Strict TCP load balancing may not accomplish both of these as easily.
/* FWIW: I wouldn't say "L7" or "L4", I would say HTTP or TCP. But I'm a stickler for avoiding using the OSI to describe things it doesn't match up with well. */
I think fundamentally if you're not sure what to deploy, go with what feels simple and natural to you. Test it (use apache bench?) and make sure it works for your needs. To me HTTP LB is more natural.
Given the lack of advantage to you from doing L7 balancing, I'd settle on L4 balancing instead. I'm a big fan of keeping it as simple as possible, without sacrificing too much.
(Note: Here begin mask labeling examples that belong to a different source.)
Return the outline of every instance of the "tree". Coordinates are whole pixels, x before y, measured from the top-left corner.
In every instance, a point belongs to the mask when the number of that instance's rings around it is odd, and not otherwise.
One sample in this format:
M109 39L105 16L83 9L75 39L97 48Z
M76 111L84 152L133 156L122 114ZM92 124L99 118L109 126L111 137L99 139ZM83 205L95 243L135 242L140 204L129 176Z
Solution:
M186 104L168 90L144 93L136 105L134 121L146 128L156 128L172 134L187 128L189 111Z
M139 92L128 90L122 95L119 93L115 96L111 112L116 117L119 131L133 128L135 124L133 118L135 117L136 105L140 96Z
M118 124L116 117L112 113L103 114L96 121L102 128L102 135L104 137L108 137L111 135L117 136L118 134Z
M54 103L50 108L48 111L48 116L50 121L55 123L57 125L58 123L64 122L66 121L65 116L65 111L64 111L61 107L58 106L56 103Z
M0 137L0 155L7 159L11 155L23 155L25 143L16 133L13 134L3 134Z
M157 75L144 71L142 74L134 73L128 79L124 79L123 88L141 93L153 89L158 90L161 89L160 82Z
L7 requires the balancers to inspect the http headers in the packets that are going through them for appropriate routing, adding additional overhead and a marginal increase in latency for the end user. It seems a pointless expense to me if you'll gain nothing by it.
Some DNS providers have simple failover functionality. You've mentioned what your requirements are not and not what they are, but if all you need is round robin with failover if something's down, then you could use e.g. zoneedit.com's Failover. Depending on your HA needs that may be good enough and you get to skip a whole tier in your architecture.